Trust in institutions – political leaders, the government machinery in general, the business community, civil society, academia and the media – is an intangible, but a vital, element in fostering social cohesion and driving economic prosperity. Edelman, a leading US-based private sector entity, offers some intriguing evidence on cross-country patterns and trends in trust. Such evidence draws on an online survey in 28 countries, 18 years’ worth of data, and a sample size of well over 30,000 respondents. It makes a distinction between the ‘general population’ and the ‘informed public’ who are considered to be better educated and in the top 25 percent of household income per age group in each country.
It is tempting to suggest that trust is high in liberal democracies in the West and low in authoritarian and semi-authoritarian regimes in the non-western world.

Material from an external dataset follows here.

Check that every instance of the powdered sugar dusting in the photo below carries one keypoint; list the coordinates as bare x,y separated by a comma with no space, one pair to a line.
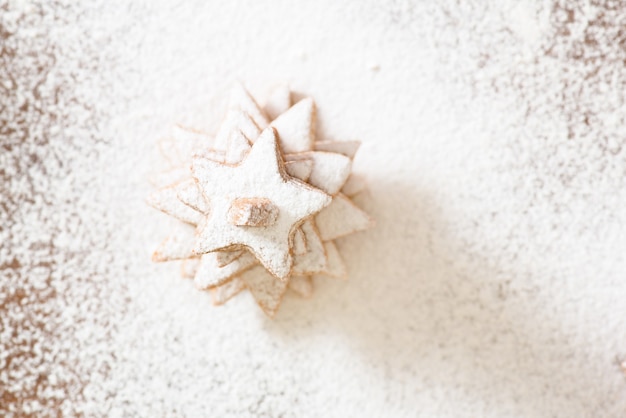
492,146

Yet, the ‘global trust barometer’ provides evidence that militates against such a presumption. If we take two contrasting exemplars – the US as the self-appointed leader of the ‘free world’ and China as the authoritarian upstart flexing its muscle as the next global power – where do they stand in the global trust barometer? The authors are dismayed to report the dramatic rise of China and the equally dramatic decline of the United States. The authors of the report ruefully reflect that ‘the public’s confidence in the traditional structures of American leadership is now fully undermined and has been replaced with a strong sense of fear, uncertainty and disillusionment’.
Based on a scale of 0 -100, the Edelman report offers three categories of respondents, ‘trusters’ with an average score exceeding 50, ‘neutral’ (50-59) and ‘distrusters’ (less than 50). It appears that trust is highest in China among all the nations surveyed (74 points for the general population, 83 for the informed public). At the bottom languishes the United States among the informed public (45 points), while the lack of trust is also prominent among the general population (43 points). While China gained by 27 points relative to last year, the US registered a 37-point fall relative to 2017. It is plausible to argue that the ascendency of the Trump Presidency has played a key role in the changing nature of trust in the United States. Perhaps the average American has become the victim of ‘fake news’.